O patriarcado e o sobrenome “de solteira”

De todas as coisas boas que minha mãe fez por mim ao longo da vida, sempre considerei que facilitar meu nome foi a melhor de todas. Eu tenho um nome e um sobrenome. Só. Simples assim. Não tem nome do meio, não tem 15 sobrenomes de 15 linhagens diferentes da família. Kelli Kadanus. Simples, direto e impactante. 

Ano passado eu li uma reportagem na BBC Brasil sobre a decisão das mulheres de adotar (ou não) o sobrenome do marido depois do casamento. A matéria trazia dados de uma pesquisa realizada nos Estados Unidos, onde cerca de 70% das mulheres adota o sobrenome do marido. No caso das mulheres britânicas, esse número é de quase 90%. 

A mesma reportagem traz um alerta feito pelo professor da Universidade de Bradford, que estuda vida familiar e tem pesquisado especificamente a adoção de sobrenomes dos homens, Simon Duncan. “Isso perpetua a ideia de que o marido tem autoridade, reproduzindo a tradição de que o homem é o chefe da família”. 

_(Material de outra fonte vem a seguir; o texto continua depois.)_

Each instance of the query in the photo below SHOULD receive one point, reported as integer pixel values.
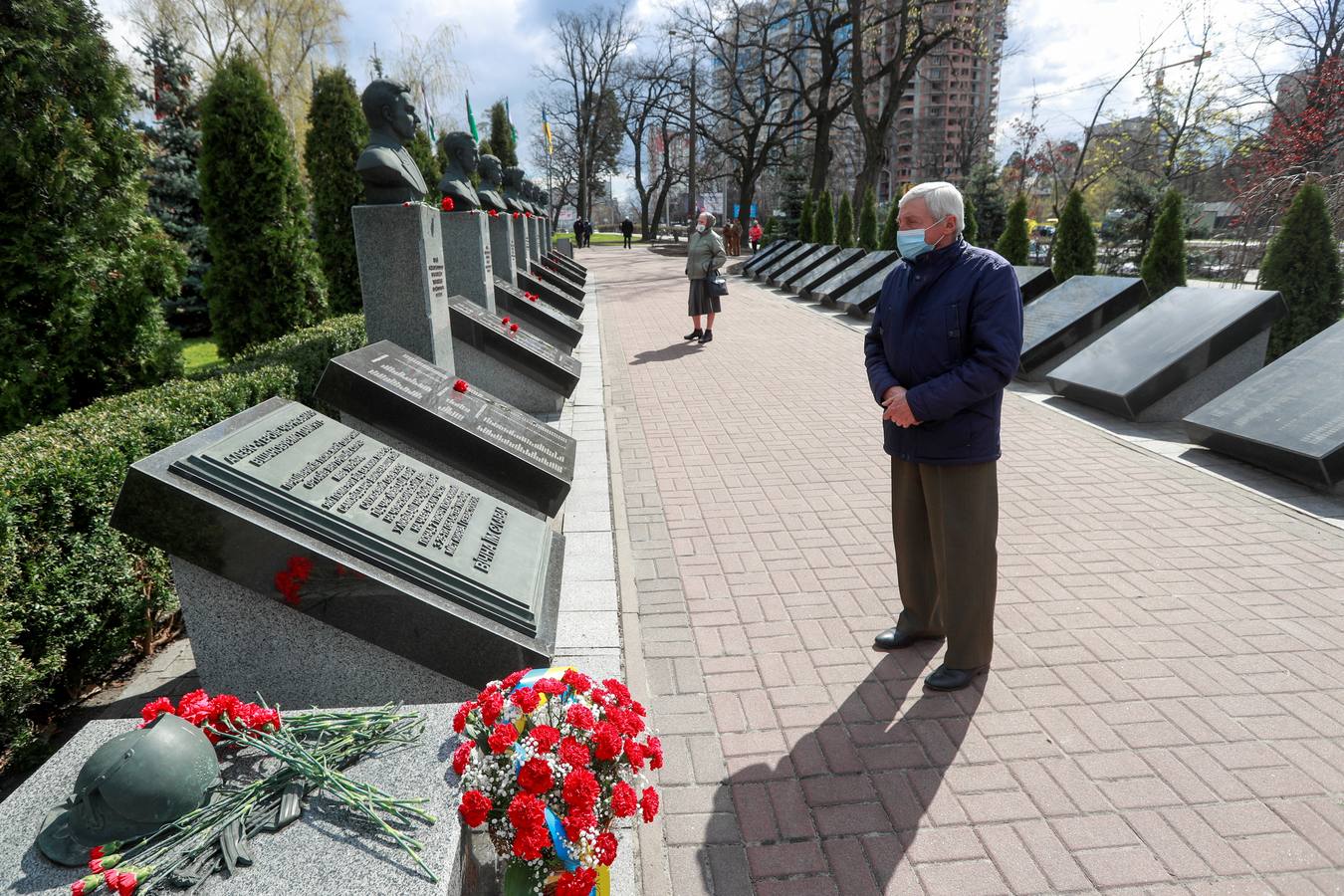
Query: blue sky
(1064, 50)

Eu nunca cogitei adotar o sobrenome do meu marido ao casar, por vários motivos. O principal deles é que eu gosto de ser Kelli Kadanus. Eu me identifico com esse sobrenome, que vem da família do meu pai. Nós temos uma identidade como família que, a meu ver, vai além do sangue, é um estilo de vida. 

Eu tenho todos os traços de um Kadanus que as pessoas que conhecem a minha família de perto são capazes de listar. Eu tenho muita facilidade para dormir em qualquer situação, eu sou uma pessoa extremamente teimosa e frequentemente mau humorada e ando arrastando os pés no chão (o que irrita profundamente a minha mãe). Tudo isso, como diz a minha mãe, é “coisa de Kadanus”. 

Mas eu também tenho todas as qualidades inerentes à família. Apesar do mau humor que aparece frequentemente, eu consigo ver o lado bom em qualquer situação, fazer piada das desgraças mais inconcebíveis. Eu posso ficar muito brava com alguém da minha família, mas estarei a postos quando essa pessoa precisar. Isso também é “coisa de Kadanus”. 

Sendo assim, faz todo sentido que eu não queira acrescentar um sobrenome a mais à minha identidade, porque eu estou plenamente satisfeita com ela. Para o bem e para o mau. O Kadanus molda boa parte de quem eu sou e é a forma como eu me vejo no mundo, mesmo sendo muito diferente de muita gente que tem o mesmo sobrenome que eu. É o que me conecta com tios, primos, vô e vó. 

Confesso que por muito tempo eu ficava chateada por não ter o sobrenome da minha mãe. Era como se eu não partilhasse de uma parte da vida dela, da família materna, das características que fazem os Stival serem quem são. Talvez isso explique um pouco o fato de eu ser tão mais próxima de tios e primos por parte pai – ou talvez não, só estou divagando aqui. 

Eu não adotei o sobrenome do meu marido porque eu não preciso dele para saber quem eu sou. E também por absoluta preguiça de mudar toda a minha documentação – o que é um pouco “coisa de Kadanus” também. Eu já estou feliz com a minha identidade, com o nome e sobrenome pelo qual as pessoas me conhecem. 

Mas é lógico que eu entendo quem quer se livrar do “nome de solteira”. Nós geralmente temos o nome dos nossos pais. E eu reconheço o quão incrivelmente privilegiada eu sou na relação com o meu pai. Muitas mulheres, por outro lado, querem se dissociar de pais ausentes ou de membros abusivos da família e encontram no sobrenome o meio para fazer isso. E elas estão certas também. 

Embora Simon Duncan nos alerte para a força do patriarcado, a luta que nós, mulheres, travamos contra ele é para que sejamos livres para fazer nossas escolhas. Com ou sem o sobrenome do marido.